I have a column populated with string with same pattern *.stage1. I want to grab every string, copy every string to another column as a bullet point; trim out ".stage1" and populate the first column with the every character before ".stage1".
This will save a lot of time, can you suggest a package that can help me create this script?
Thanks, Mago
Copying the column should not be an issue. You can make the altered version with sub
.
## Some sample data
df = data.frame(x = paste0("A", 1:9, ".stage1"))
> df
x
1 A1.stage1
2 A2.stage1
3 A3.stage1
4 A4.stage1
5 A5.stage1
6 A6.stage1
7 A7.stage1
8 A8.stage1
9 A9.stage1
df$x2 = df$x
df$x = sub("(.*)\\.stage1", "\\1", df$x)
df
x x2
1 A1 A1.stage1
2 A2 A2.stage1
3 A3 A3.stage1
4 A4 A4.stage1
5 A5 A5.stage1
6 A6 A6.stage1
7 A7 A7.stage1
8 A8 A8.stage1
9 A9 A9.stage1
Some extra detail on the sub
statement.
sub
will replace everything matching the first expression with the second one. What are those expressions?
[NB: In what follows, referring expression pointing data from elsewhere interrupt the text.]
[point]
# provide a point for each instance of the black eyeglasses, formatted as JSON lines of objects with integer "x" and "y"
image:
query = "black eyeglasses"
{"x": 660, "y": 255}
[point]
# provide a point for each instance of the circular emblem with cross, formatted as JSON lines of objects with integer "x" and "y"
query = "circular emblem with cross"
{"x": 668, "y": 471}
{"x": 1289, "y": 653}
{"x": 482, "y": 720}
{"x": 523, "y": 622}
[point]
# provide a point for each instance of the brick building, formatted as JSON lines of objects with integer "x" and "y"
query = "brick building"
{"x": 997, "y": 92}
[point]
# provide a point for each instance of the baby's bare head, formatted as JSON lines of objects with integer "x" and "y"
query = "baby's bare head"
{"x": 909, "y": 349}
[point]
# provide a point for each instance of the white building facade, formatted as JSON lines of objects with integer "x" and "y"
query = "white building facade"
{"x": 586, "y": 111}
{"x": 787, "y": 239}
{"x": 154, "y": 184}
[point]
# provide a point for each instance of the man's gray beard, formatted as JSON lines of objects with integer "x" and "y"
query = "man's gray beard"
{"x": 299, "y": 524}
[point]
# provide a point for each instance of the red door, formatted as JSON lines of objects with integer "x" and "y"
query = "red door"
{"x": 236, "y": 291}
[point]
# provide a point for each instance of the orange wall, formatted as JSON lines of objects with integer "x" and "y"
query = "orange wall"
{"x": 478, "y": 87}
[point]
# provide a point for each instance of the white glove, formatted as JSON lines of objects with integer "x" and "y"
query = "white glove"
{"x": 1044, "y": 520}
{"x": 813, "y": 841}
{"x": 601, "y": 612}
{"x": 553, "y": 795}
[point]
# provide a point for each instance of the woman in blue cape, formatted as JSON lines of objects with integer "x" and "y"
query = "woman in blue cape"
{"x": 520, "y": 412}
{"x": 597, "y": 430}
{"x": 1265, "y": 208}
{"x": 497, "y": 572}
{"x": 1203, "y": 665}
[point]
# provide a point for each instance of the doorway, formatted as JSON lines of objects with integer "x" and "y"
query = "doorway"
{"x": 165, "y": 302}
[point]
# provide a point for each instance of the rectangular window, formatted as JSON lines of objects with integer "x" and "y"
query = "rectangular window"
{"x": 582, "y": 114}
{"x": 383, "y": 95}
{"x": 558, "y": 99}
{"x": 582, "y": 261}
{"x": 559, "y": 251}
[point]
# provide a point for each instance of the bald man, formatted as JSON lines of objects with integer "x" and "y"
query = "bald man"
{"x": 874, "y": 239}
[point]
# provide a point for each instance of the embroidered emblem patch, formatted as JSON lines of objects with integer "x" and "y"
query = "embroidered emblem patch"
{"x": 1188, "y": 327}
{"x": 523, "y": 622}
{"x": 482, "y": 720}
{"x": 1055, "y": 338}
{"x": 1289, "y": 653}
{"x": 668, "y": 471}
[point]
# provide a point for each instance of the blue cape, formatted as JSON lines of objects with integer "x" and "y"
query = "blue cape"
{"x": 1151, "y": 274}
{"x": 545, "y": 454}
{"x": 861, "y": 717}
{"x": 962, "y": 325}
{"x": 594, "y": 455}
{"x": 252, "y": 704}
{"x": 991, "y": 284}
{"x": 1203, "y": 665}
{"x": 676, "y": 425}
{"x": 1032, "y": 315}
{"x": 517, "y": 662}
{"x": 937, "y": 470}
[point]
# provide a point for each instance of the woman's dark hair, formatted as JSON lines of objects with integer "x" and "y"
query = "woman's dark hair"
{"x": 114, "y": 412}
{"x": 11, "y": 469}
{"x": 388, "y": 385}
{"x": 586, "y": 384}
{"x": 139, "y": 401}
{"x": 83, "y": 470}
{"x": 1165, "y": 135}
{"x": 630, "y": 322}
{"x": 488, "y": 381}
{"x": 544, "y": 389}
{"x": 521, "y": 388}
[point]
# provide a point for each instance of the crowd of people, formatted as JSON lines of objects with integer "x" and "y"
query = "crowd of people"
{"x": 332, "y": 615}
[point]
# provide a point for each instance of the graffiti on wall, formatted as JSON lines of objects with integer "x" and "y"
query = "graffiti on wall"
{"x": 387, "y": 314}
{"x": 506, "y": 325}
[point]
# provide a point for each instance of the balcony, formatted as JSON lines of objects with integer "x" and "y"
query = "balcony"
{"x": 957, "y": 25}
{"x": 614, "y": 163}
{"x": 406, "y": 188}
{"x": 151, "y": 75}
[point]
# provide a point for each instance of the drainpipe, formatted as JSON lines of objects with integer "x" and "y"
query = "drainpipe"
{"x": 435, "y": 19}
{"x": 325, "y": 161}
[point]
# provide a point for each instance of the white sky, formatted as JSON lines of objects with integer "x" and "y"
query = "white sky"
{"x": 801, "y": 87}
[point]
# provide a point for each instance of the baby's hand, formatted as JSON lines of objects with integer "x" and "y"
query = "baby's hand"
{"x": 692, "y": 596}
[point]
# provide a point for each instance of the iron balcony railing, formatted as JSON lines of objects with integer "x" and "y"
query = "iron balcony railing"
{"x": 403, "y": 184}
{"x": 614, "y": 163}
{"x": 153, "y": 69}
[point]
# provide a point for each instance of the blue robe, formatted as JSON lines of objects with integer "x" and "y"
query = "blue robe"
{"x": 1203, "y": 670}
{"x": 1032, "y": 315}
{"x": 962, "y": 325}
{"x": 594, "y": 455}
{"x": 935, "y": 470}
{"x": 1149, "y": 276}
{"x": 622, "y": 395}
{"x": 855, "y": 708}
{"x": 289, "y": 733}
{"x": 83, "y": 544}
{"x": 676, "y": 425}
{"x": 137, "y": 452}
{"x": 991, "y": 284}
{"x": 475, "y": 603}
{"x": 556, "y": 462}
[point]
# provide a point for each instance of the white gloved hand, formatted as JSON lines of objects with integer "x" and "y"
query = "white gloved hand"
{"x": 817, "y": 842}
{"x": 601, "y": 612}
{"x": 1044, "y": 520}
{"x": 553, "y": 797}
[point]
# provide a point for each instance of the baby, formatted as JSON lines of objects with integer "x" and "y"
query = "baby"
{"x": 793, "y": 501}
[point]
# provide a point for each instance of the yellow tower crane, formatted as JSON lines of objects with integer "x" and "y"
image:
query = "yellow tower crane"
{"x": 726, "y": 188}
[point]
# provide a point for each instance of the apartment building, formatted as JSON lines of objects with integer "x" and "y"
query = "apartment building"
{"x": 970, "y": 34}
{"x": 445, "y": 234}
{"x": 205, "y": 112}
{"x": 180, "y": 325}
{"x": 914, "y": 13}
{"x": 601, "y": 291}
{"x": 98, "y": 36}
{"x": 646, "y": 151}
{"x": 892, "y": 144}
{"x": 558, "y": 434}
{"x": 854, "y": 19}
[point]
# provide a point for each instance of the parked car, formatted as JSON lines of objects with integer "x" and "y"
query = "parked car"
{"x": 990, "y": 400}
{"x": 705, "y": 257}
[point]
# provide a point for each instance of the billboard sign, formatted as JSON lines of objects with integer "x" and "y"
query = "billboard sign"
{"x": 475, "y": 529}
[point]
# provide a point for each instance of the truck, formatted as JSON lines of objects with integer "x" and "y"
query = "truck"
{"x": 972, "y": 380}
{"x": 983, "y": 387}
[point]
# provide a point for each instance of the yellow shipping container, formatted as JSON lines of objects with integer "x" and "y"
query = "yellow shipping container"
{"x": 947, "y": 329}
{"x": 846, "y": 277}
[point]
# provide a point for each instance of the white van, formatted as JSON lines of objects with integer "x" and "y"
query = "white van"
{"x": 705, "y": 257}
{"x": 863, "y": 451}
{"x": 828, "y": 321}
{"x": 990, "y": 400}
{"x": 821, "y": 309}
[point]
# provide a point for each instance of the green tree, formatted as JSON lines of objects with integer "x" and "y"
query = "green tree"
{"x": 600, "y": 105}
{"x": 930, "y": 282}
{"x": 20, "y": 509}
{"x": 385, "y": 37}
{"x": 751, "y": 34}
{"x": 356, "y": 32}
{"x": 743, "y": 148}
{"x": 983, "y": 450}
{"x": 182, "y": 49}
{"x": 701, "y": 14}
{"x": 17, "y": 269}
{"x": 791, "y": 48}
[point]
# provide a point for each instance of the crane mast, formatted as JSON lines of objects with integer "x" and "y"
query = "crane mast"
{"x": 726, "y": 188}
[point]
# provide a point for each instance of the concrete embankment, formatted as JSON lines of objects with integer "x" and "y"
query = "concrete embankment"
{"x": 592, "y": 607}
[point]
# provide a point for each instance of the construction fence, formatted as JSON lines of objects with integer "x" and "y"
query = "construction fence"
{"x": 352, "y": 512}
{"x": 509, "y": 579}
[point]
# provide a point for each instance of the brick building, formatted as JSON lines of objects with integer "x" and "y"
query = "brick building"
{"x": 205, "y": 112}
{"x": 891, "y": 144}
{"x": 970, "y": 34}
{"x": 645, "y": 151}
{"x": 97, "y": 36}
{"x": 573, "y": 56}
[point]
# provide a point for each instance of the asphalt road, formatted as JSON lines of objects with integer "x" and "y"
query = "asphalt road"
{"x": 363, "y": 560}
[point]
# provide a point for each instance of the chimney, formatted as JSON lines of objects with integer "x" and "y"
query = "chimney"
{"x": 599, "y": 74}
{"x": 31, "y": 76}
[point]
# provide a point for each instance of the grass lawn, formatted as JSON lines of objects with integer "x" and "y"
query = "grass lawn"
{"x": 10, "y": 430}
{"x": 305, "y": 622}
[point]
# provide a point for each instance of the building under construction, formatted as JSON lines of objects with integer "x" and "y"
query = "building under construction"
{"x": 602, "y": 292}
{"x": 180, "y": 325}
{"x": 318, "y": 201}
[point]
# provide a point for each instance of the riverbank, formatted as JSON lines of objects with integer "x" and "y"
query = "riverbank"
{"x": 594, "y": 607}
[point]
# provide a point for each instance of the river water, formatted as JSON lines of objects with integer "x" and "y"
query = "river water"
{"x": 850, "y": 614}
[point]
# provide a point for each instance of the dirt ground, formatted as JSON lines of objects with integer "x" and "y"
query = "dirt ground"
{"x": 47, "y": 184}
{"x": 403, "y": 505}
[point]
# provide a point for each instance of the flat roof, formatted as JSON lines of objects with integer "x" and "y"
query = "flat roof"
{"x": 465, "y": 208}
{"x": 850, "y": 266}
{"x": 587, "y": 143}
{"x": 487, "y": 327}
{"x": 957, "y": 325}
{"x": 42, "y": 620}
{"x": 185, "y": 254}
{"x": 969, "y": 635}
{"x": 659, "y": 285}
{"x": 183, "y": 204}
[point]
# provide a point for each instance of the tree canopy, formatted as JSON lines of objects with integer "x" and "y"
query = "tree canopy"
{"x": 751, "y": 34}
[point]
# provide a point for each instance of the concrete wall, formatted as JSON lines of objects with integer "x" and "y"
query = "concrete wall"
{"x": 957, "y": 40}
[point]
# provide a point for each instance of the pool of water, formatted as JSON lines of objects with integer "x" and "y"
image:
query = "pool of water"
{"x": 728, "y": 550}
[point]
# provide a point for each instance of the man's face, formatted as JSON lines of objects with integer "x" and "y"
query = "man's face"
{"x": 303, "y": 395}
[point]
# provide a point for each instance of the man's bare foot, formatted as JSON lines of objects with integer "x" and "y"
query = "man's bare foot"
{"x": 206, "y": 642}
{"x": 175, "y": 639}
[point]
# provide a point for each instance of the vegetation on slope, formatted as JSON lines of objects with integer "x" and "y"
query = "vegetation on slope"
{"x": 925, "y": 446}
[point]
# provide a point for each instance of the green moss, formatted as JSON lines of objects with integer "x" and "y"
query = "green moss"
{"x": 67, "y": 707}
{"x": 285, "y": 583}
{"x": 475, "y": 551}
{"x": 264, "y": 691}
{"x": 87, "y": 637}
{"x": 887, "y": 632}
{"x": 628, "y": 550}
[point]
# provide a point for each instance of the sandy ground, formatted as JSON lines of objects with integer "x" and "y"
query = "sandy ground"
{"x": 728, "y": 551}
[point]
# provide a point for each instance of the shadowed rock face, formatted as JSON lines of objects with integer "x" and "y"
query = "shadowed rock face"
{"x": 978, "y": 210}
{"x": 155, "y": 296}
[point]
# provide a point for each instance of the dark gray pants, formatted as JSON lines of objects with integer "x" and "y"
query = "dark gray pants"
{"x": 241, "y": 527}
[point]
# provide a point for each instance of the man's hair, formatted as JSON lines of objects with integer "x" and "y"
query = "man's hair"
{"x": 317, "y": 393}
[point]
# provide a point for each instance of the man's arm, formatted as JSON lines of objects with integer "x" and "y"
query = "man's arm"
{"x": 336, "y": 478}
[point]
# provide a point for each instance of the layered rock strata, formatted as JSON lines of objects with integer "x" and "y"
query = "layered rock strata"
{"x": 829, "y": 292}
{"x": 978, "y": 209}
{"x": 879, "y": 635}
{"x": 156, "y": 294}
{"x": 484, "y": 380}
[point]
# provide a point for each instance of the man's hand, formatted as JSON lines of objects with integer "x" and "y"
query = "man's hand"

First expression: "(.*)\\.stage1"
. matches any character.
.* matches any number of characters.
Because .* is in parentheses, whatever it matches will be stored in a variable called \1.
So "(.*)\\.stage1" will match the string ".stage1" and everything before it storing the characters before .stage1 in \1.
Second expression: "\\1"
We want to replace this with just the characters before, so the replacement string is "\\1".